One of the best catalogs I ever got was called, "Ruby Montana's Pinto Pony" and it was full of Swell Stuff.  Really.  It said so on the cover, "Swell Stuff."  I loved RMPP and one time, when I was up in Seattle, I had to stop in at her store and I actually met Ruby herself.  I told her I came all the way from California just to visit her store and she was all, "That's great, you whackjob, get a life!" Ok, she didn't really say that but I know that's what she was thinking.  I was sad when Ruby closed up shop.

I received a catalog in the mail the other day called, "As We Change" and it's aimed at women who are, oh, let's call us "Pre-and-Post Menopausal."  And along with the clothing and undergarments and spa-type of things, there's some, how shall I put this, interesting items offered in this here catalog.  Oh sure, they have fancy names for these items, like "Feminine Personal Trainer" and the "Kegelcisor" but we all know what they REALLY are.  There's even some pyramid looking thing called "The Cone" that on one hand I'm dying to know how this thing works but on the other hand I'm not sure that I do because it looks pretty dang uncomfortable.  And weird.  And it's supposed to be for both men AND women and I'm all, "Uh, ok?"

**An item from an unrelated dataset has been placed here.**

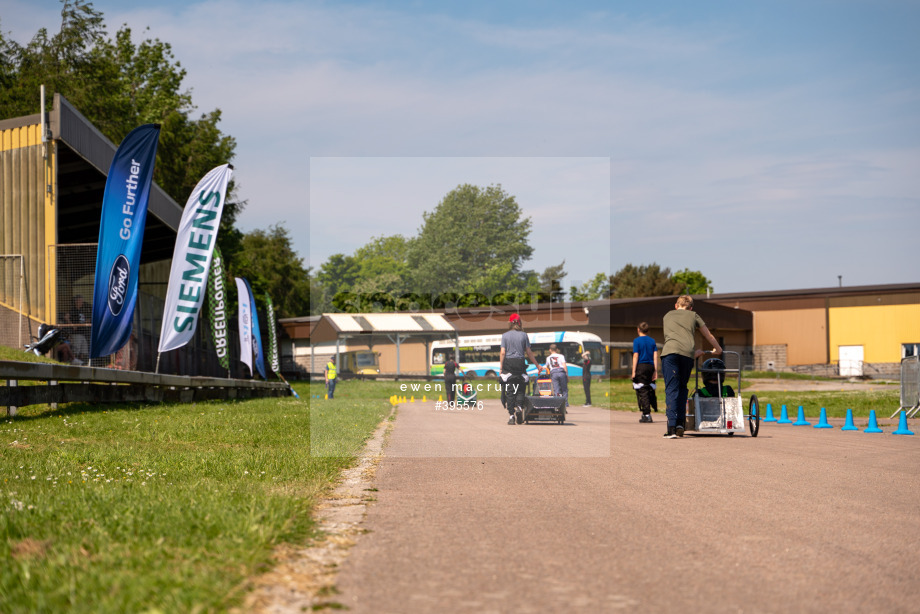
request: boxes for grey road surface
[334,400,920,613]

I also got the Vermont Country Store catalog and talk about nostalgia.  I saw a dozen things in there that I don't need but am simply itching to have and not one of them is a Kindle.  I know, that's just crazy!

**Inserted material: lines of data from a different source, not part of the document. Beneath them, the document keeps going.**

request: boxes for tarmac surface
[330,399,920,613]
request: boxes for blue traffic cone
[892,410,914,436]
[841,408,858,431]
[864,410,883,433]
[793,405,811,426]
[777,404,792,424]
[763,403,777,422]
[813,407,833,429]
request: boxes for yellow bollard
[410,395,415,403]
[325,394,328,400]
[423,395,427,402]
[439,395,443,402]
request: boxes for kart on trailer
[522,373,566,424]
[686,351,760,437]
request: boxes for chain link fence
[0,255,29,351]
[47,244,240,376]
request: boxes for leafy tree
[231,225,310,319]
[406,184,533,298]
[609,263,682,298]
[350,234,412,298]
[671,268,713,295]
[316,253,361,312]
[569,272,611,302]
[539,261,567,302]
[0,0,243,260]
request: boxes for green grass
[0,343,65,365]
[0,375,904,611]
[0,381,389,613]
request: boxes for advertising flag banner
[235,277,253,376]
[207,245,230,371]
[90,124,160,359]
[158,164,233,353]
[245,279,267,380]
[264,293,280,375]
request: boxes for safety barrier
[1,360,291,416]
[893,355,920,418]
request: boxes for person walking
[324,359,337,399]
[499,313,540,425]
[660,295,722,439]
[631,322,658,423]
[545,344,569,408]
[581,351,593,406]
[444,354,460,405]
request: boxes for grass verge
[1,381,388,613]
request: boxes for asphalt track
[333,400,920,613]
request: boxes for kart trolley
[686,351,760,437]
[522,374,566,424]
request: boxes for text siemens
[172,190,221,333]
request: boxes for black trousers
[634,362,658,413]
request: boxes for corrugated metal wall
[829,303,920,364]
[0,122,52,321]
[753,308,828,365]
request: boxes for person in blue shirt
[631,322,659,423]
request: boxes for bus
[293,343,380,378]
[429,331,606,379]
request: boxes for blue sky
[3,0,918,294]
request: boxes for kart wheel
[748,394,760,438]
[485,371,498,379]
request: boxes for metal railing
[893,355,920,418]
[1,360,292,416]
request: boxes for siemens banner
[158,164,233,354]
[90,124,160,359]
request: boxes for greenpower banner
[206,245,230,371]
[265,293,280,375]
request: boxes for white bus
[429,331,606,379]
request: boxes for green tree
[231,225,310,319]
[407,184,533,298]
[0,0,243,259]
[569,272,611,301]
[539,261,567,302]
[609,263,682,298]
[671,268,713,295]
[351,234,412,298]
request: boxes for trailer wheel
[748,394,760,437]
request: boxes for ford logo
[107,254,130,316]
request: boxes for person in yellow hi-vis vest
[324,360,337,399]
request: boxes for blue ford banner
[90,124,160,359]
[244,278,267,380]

Speaking of books (books, Kindle = same thing), years ago (early 80's) I received a catalog from a bookseller I had never heard of.  There were so many great books in that catalog that I never saw at my local bookstore.  I thought I had died and gone to Book Heaven.  And based on the number of books I ordered and the amount of money I spent, I'm pretty sure I'm responsible for Barnes & Noble's success today.

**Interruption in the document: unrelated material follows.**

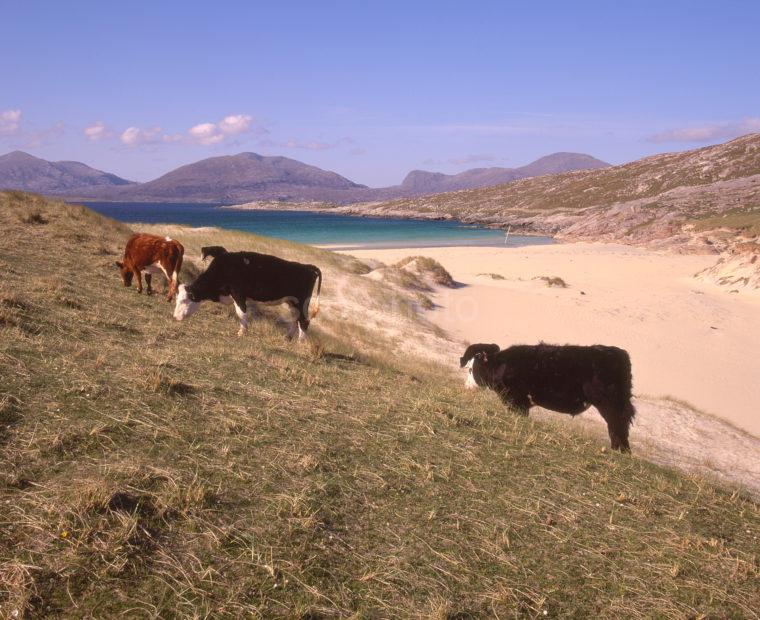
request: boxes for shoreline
[316,235,555,251]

One of the things about ordering from a catalog is that you get put on mailing lists for other catalogs and sometimes, you get a catalog that comes in a plain brown paper wrapper and you have to hide it from the kids and when you do look at it you're all, "No WAY!" and wonder if people actually DO that kind of stuff and then you go to throw it away but then you worry that the trashman is going to see it and tell all the other trash guys that the people who live at my address have some pretty weird and kinky tastes even though you know that the trash men don't even get out of the truck to empty the trash cans anymore because it's done with a robotic arm so that the trash guy never even SEES what he's dumping but what if he did?  A spiced up sex life is just not worth the stress is what I'm saying.

And who can forget the ne plus ultra of catalogs, the Catalog to end all Catalogs, the Catalog that every. single. kid in the USofA waited anxiously for every year.  That's right, the Sears Christmas Wish Book.  The Wish Book was the greatest catalog ever made.  Ever.  Forget Needless Markup Neiman Marcus with their luxury items and His-and-Her examples of Conspicuous Capitalist Consumption.  The Sears Wish Book had toys.  Hundreds of pages of toys.  And craft stuff and sporting goods and really tacky home decor items and musical instruments and dress up costumes like a Miss America costume with a tiara and sash and cape and silver-and-gold "toned" jewelry and oh!  All sorts of Christmas decorations so that you could make your house look like the North Pole vomited up on it, what with plastic Santa sleighs with reindeer and boy and girl choir singers and giant candles and that thing you put on your front door to make it look like Santa Claus himself has just opened the door to welcome you in, although that door thing always kind of scared me for some reason.

Ah, Sears.  It's where America Shopped.


  1. Congrats from another catalog addict. Great Blog.
    (I figure I saved a fortune in gasoline and car wear and tear, then spent it all and more on return shipping....oh well......still love catalogs.)

  2. Catalogs, I remember getting them in our mailbox. My mom always thought things weren't important. Though, we somehow managed to get them.